Достала из ящика мешок – холщовый, с длинными постромками. «Совсем как у мамы». Мама всегда носит с собой – на случай, если выбросят что-нибудь дефицитное, например, гречу.
То, что сестра назвала «Героями Люфтваффе», оказалось конечной станцией метро. У остановки автобуса колыхалась огромная толпа.
– Видал, чо деется! – ухватив за рукав, сестра поволокла его к маршрутному такси.
– А сколько тут?.. – он пошарил в кармане.
– Да заплачу я! Иди, мля, садись, – она кинула на поддон горстку мелких монет.
Желтый водитель рассортировал мелочь, ловко и споро рассовав по разным кармашкам. С гордым видом первоклассника, только-только освоившего устный счет от единицы до ста.
– Приедем, гляди не отставай. «Я ей что – маленький!» – но перечить не стал: сестра и так на взводе, даже на водителя прикрикнула:
– Эй ты! Чо дергаешь? Не картошку везешь! Транспортным средством водитель и впрямь управлял неаккуратно: то и дело шарахался, уступая дорогу огромным черным машинам. От этих опасных маневров его слегка подташнивало, но, к счастью, маршрутка уже выезжала на шоссе.

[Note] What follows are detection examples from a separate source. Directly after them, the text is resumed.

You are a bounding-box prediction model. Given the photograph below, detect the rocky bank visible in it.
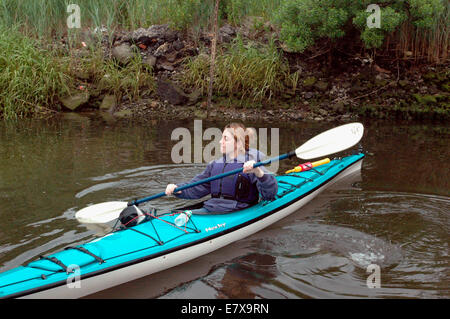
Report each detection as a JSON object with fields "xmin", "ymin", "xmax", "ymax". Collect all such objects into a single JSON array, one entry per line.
[{"xmin": 61, "ymin": 21, "xmax": 450, "ymax": 121}]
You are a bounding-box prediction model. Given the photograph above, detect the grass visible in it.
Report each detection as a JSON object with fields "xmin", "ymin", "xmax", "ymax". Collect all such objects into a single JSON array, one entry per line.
[
  {"xmin": 0, "ymin": 27, "xmax": 70, "ymax": 119},
  {"xmin": 180, "ymin": 37, "xmax": 298, "ymax": 101}
]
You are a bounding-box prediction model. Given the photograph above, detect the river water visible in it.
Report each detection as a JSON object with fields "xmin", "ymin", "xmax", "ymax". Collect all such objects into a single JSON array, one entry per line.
[{"xmin": 0, "ymin": 113, "xmax": 450, "ymax": 299}]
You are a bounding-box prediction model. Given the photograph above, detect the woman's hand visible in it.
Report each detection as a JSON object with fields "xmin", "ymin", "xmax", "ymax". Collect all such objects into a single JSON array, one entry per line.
[
  {"xmin": 243, "ymin": 161, "xmax": 264, "ymax": 178},
  {"xmin": 166, "ymin": 184, "xmax": 181, "ymax": 196}
]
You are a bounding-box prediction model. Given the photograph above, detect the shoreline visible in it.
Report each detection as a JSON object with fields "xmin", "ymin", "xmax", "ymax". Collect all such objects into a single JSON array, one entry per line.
[{"xmin": 1, "ymin": 25, "xmax": 450, "ymax": 121}]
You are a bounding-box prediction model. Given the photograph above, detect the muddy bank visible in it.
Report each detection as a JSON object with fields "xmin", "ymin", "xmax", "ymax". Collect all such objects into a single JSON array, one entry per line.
[{"xmin": 62, "ymin": 24, "xmax": 450, "ymax": 121}]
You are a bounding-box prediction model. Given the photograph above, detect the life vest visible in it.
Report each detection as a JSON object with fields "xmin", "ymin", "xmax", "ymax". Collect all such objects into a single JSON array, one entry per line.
[{"xmin": 211, "ymin": 162, "xmax": 259, "ymax": 205}]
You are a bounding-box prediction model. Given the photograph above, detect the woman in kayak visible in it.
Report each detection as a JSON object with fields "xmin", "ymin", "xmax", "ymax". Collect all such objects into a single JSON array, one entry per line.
[{"xmin": 166, "ymin": 123, "xmax": 278, "ymax": 213}]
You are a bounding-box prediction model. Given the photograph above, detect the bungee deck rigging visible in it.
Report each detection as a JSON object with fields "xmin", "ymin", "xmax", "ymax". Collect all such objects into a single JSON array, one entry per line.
[{"xmin": 0, "ymin": 153, "xmax": 364, "ymax": 298}]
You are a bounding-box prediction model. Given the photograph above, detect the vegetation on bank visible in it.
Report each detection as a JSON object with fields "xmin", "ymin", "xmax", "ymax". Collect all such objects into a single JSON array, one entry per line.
[{"xmin": 0, "ymin": 0, "xmax": 450, "ymax": 119}]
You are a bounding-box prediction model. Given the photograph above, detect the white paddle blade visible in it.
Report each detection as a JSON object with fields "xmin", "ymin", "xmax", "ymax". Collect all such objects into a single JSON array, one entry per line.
[
  {"xmin": 295, "ymin": 123, "xmax": 364, "ymax": 159},
  {"xmin": 75, "ymin": 202, "xmax": 128, "ymax": 224}
]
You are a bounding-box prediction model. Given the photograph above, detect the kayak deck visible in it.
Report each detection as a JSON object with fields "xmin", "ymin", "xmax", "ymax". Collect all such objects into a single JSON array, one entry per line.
[{"xmin": 0, "ymin": 153, "xmax": 364, "ymax": 298}]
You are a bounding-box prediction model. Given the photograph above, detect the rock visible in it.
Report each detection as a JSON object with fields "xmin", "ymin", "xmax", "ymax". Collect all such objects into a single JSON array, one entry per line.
[
  {"xmin": 114, "ymin": 109, "xmax": 133, "ymax": 118},
  {"xmin": 314, "ymin": 81, "xmax": 328, "ymax": 92},
  {"xmin": 61, "ymin": 93, "xmax": 89, "ymax": 111},
  {"xmin": 303, "ymin": 76, "xmax": 317, "ymax": 87},
  {"xmin": 398, "ymin": 80, "xmax": 410, "ymax": 88},
  {"xmin": 413, "ymin": 94, "xmax": 437, "ymax": 104},
  {"xmin": 333, "ymin": 102, "xmax": 345, "ymax": 114},
  {"xmin": 188, "ymin": 90, "xmax": 202, "ymax": 105},
  {"xmin": 172, "ymin": 39, "xmax": 184, "ymax": 51},
  {"xmin": 142, "ymin": 54, "xmax": 156, "ymax": 69},
  {"xmin": 128, "ymin": 24, "xmax": 177, "ymax": 46},
  {"xmin": 100, "ymin": 94, "xmax": 117, "ymax": 113},
  {"xmin": 194, "ymin": 109, "xmax": 208, "ymax": 120},
  {"xmin": 156, "ymin": 62, "xmax": 175, "ymax": 72},
  {"xmin": 219, "ymin": 24, "xmax": 236, "ymax": 43},
  {"xmin": 156, "ymin": 79, "xmax": 189, "ymax": 105},
  {"xmin": 305, "ymin": 92, "xmax": 314, "ymax": 100},
  {"xmin": 111, "ymin": 43, "xmax": 134, "ymax": 64},
  {"xmin": 153, "ymin": 42, "xmax": 172, "ymax": 58}
]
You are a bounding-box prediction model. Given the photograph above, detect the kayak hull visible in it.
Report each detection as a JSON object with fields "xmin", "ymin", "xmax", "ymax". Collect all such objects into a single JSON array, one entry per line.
[{"xmin": 0, "ymin": 154, "xmax": 364, "ymax": 299}]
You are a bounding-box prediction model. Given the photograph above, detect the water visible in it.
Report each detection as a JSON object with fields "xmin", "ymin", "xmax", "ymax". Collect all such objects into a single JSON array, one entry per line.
[{"xmin": 0, "ymin": 114, "xmax": 450, "ymax": 298}]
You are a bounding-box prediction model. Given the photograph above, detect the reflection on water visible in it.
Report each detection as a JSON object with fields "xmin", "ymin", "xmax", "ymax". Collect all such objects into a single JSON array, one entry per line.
[{"xmin": 0, "ymin": 114, "xmax": 450, "ymax": 298}]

Над приземистым строением, напоминающим стеклянный сарай (если бывают сараи, набитые новенькими автомобилями), колыхался огромный лозунг:
МЕНЯЕМ ПРОШЛОЕ НА БУДУЩЕЕ.
Глядя в окно, он думал: «У нас – наоборот». Однажды мать сказала: «Ты и представить себе не можешь, как же быстро распадается мир, когда из него исчезают самые привычные вещи…» Покупая, она всегда сверялась с прошлым: не просто дуршлаг, а «дуршлаг вместо того», не шкаф, а «вместо того шкафа» – будто каждая из утраченных когда-то вещей занимала особую, довоенную клеточку ее памяти. Казалось, покупая что-нибудь новое, мать пыталась воссоздать потерянный мир.
– Ремонт доделаю, ауто куплю. Достало на себе таскать. Прикинь, щас багажник бы набили…
– Снова кредит возьмешь? – он уже знал, каким образом здесь все устроено.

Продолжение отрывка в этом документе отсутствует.